By expanding into 24-hour news, public affairs and dedicated children’s channels when these already exist, the ABC will potentially weaken existing television.
The ABC’s value has always rested on being a corrective to the market characteristics I mentioned above. But digital television by its very nature is making this market ‘failure’ redundant. Sport, light entertainment, reruns of classic comedies, lifestyle and reality series and drama will always probably form the bulk of what commercial television will do—and subscription television runs a lot of this programming to meet popular demand from our growing audience (now at over 35 per cent of households and with a larger portion of the population). But FOXTEL with over 200 channels is able to do much more besides, including serious intellectual programming – news, documentaries and a host of other programs. We have built these up at great cost, but this investment is put at risk by the ABC’s current strategy.

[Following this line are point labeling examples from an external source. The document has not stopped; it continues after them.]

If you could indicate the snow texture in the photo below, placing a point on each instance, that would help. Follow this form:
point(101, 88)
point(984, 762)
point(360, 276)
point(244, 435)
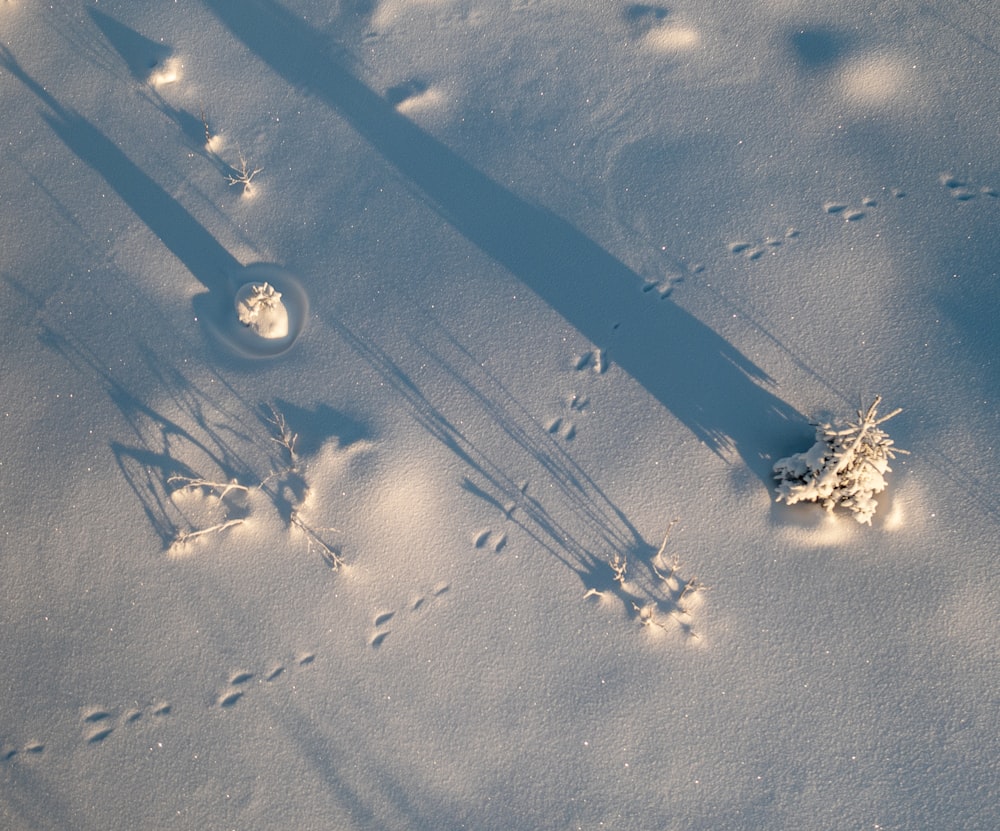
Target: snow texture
point(557, 274)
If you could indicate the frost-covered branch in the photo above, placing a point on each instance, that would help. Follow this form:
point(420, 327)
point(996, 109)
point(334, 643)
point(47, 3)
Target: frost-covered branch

The ABC has added an ad-free children’s channel—ABC3. FOXTEL already had two ad free kids channels —Kids Co and CBeebies, plus six other kids’ channels—and should have been able to compete for contestable funding for new Australian children’s content.
The ABC plans to create a new 24-hour news channel FOXTEL already has several (Sky News and Sky News Local, Sky News Multiview, Sky News Business, A-PAC and the Weather channel) together with Fox News, BBC World News, CNBC, CNN and Bloomberg!).
And all these channels are available at no cost to the public purse.
Why does Mark Scott want to waste the ABC’s once-in-a-lifetime level of public investment duplicating what already exists—when he could and should be leading a 21st-Century renaissance of Australian culture? What core programs is Mr Scott going to have to cut to replicate what non-ABC media players are already doing, and doing well?
It is a scandalous mis-allocation of public funds, nothing more, nothing less
I went into television to run a business, but also because I believe in the potential of television to add to the richness of our lives. That’s why FOXTEL runs far more ballet, opera, symphonies and arts programs than any other network, including the ABC—soon to be aggregated onto a new channel produced by SBS exclusively for FOXTEL and Austar. And it’s why Showtime is making a landmark TV mini-series of Australia’s most loved modern novel —Tim Winton’s Cloudstreet.
We can only do so much. As the public broadcaster, the ABC should be pulling its weight much better. Shelves full of Great Australian Novels, award winning Australian plays, popular Australian history books, important Aussie biographies, Australia’s rich scientific and university community and new ideas for Australian drama are crying out to be put on Australian screens.
But all we will get if the ABC doesn’t change course is more of what we already have—funded by the public purse instead of private enterprise.
As Murrow would say, what a waste of television’s potential to teach, illuminate and inspire.